Genre as a means of categorizing different kinds of music may seem to be a pretty straightforward concept, but its history is more nuanced than you might think.
Without going into great detail, it is worth noting that many genres have historically been racialized, sometimes leading to puzzling results, such as the categorization of music by Black artists as “hip hop” or “urban,” regardless of how they fail to fit into the category. An example is Tyler the Creator’s album “Igor,” which received the award for Best Rap Album despite Tyler’s own belief that it fell more closely within the parameters of pop.
I recently learned from a New Yorker article that this tendency to identify all Black artists as fitting within a small selection of common genres is the lingering effect of certain racist beliefs held by record company marketing executives regarding for whom music should be marketed. The dominant thought was that, like most other spheres of American life throughout history, music should be segregated. Black artists produced Black music for exclusively Black listeners, and white musicians produced white music for white people — or so they thought.
It should go without saying that this segregationist view of music is morally untenable, but I must underscore just how tragic such a mentality is. Music — something that has great potential to be deeply personally enriching and to facilitate wholesome human connection — has for too long lived within the confines of preconceived notions of who should listen to what, as well as who should create for whom.
Of course, race was not the sole basis on which the concept of musical genres was founded. Still, this background provides strong reason to reconsider our acceptance of prescriptive notions of what constitutes as one genre versus another. More broadly, it seems that strict classifications tend to be rooted in harmful, reductive ideas that oversimplify the complexities and nuances of the human experience.
Although there are social benefits associated with identifying oneself with a certain musical culture or grouping, it still stands that there is good reason to make efforts to consciously depart from the feeling of being restricted by genre in our own consumption patterns. I have been a Spotify user for a few years now, the aforementioned information that has recently come to my attention only strengthens my appreciation for the platform.
For those who are not familiar, Spotify is a streaming platform that offers free access to a vast number of musical artists, as well as podcasts. Although the free version has frequent advertisements, for $5 a month students can purchase Spotify premium, which not only removes all advertisements but also allows for a number of other privileges, such as unlimited skips and free downloads of all the music you could possibly want.
To me, what sets Spotify apart from other streaming services, and makes it relevant to the above discussion of genre, is their playlists. Every week, Spotify curates a unique playlist tailored to your listening history, called Discover Weekly. These playlists also introduce you to various artists Spotify believes you may be pleased to discover based on the data it collects about your preferences.
Spotify employees also also personally curate a number of playlists that are centered not around common musical themes, but around a “vibe,” or a sort of expected emotional reaction the playlists intend to elicit from listeners.

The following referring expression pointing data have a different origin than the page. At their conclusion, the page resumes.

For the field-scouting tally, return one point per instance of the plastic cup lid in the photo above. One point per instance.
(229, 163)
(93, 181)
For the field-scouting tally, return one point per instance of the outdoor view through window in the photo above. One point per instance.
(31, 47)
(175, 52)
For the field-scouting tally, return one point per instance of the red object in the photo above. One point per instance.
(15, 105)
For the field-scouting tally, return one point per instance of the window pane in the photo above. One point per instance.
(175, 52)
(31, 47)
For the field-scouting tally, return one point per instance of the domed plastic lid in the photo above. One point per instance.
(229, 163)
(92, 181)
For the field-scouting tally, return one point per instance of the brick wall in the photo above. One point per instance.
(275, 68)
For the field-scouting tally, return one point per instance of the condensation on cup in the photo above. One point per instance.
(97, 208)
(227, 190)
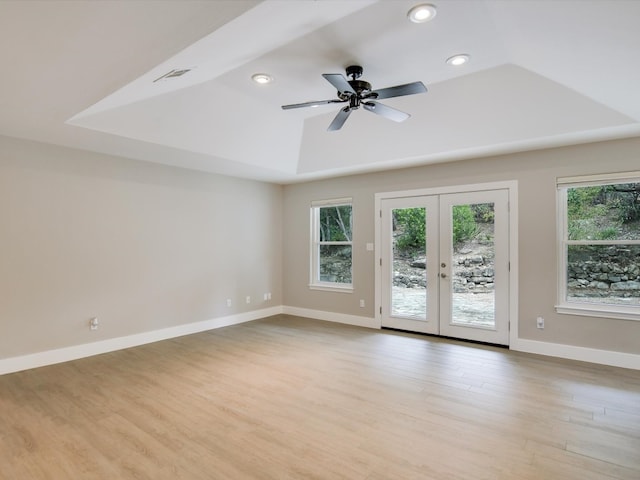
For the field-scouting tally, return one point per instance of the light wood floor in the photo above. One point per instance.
(291, 398)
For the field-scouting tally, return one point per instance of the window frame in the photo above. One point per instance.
(563, 305)
(315, 283)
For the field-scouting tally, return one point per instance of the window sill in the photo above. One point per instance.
(608, 311)
(332, 287)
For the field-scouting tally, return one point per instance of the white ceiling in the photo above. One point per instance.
(542, 73)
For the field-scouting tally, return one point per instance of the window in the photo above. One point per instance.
(331, 244)
(599, 268)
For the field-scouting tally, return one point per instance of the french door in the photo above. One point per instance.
(445, 265)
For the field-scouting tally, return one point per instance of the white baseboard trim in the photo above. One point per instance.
(50, 357)
(584, 354)
(332, 317)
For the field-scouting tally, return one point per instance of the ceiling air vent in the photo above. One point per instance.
(172, 74)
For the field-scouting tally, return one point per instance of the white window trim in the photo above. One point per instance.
(585, 308)
(314, 282)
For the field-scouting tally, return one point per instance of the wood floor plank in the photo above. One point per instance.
(293, 398)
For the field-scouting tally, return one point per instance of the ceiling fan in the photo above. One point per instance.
(359, 93)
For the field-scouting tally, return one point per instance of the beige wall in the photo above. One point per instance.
(139, 245)
(536, 174)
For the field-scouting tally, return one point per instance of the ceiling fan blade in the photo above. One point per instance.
(399, 90)
(385, 111)
(340, 119)
(338, 81)
(311, 104)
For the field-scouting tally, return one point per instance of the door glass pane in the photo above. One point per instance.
(472, 265)
(409, 273)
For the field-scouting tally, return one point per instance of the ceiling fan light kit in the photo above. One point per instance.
(359, 93)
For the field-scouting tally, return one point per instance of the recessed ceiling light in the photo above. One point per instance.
(262, 78)
(458, 60)
(422, 13)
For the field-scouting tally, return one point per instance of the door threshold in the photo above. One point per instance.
(477, 342)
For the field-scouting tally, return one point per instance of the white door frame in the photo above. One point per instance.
(511, 186)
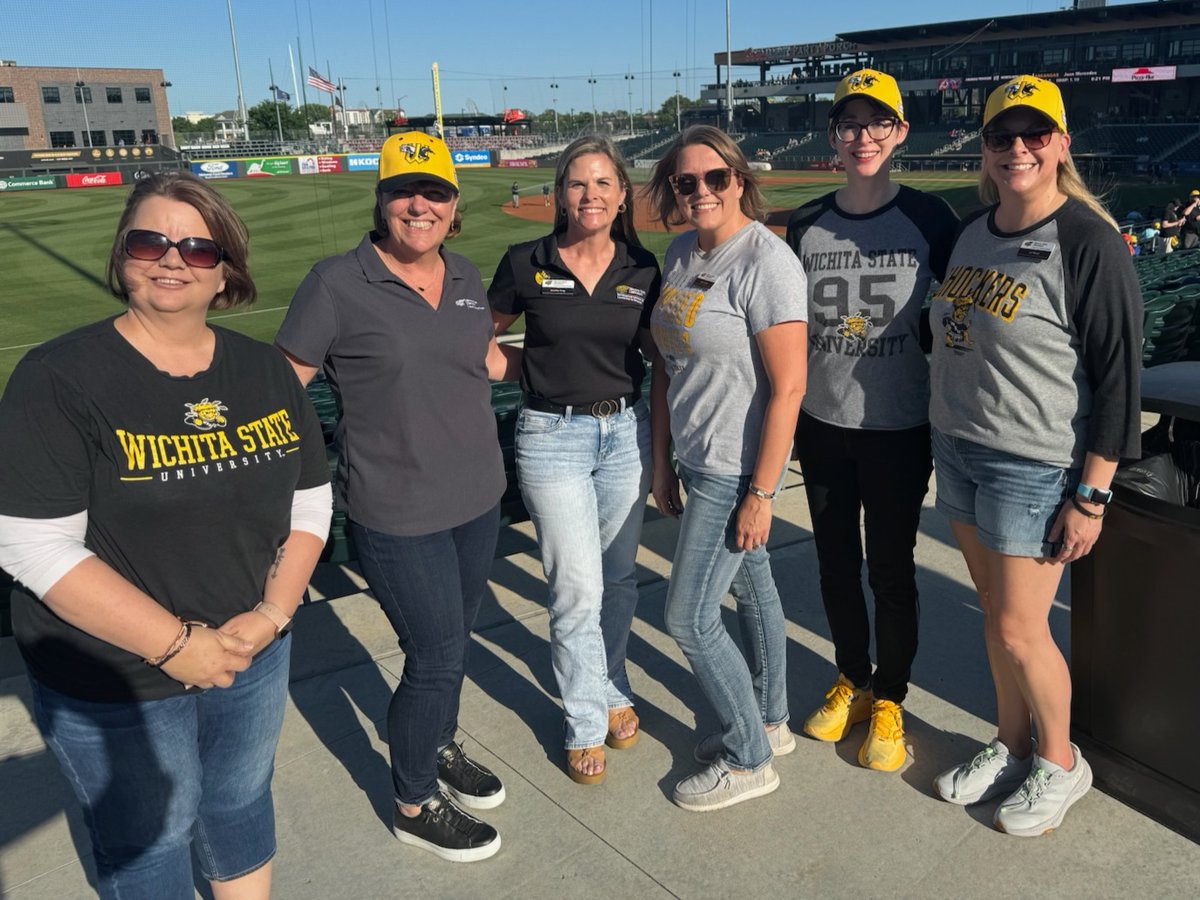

I happen to be a firm believer in the value of listening to albums in their original, intended form of consumption: from top to bottom, in order. The merit of this approach is something I could easily drone on about, but for my present purposes, I will just note that despite its virtues, the practice often gets me stuck in deep ruts, during which I simply replay the album indefinitely, usually resulting in me feeling as though I need a long, long break before I can stomach the record again.
Spotify and those blessed playlists lift me out of those damned ruts, gently coaxing me out of the shell of familiarity and into the realm of unknown sounds, the creative labors of individuals and groups formerly unknown to me, whose minds I relish for having produced artistic entertainment that can be the soundtrack of my daily obligations.
Spotify knows me — algorithmically, sure — but intimately nonetheless. Spotify does not judge me when I revisit the often embarrassing, nostalgic sounds of years past; Spotify offers me the security of a private listening session, and even suggests that maybe it is a good time to give Kesha’s debut studio album “Animal” another listen.
Spotify knows when I listen to Frank Ocean’s “Blonde” on repeat, but does not think less of me for it. Spotify sees me at both my highs and lows. Spotify is there for me when I need high-tempo classical to study to, when I am basking in the afternoon sunshine and in search of calm, warm beats to accompany the sun’s own embracing rays, when I am with friends and faltering under the pressure of DJing for a mixed group, when I need to angry cry — or just regular cry, actually — and when I find myself in any of the other many, many different sets of human circumstances in which I find myself desirous of some tunes. I just know that Spotify would tuck me in at night, with a forehead kiss and everything, if it could.
Spotify knows me so well, I could send it grocery shopping for me without a list and be confidently assured it would not disappoint me with its selections. Spotify knows me so well, it is better equipped to answer my security questions when I am locked out of an account than I am. Spotify knows me so well, it would not need to so much as ask about my relationship with my mother to complete an in-depth psychoanalysis of me.
Spotify knows me so well, it offers me egress from the reductive, restrictive bounds of genre, into a freer world.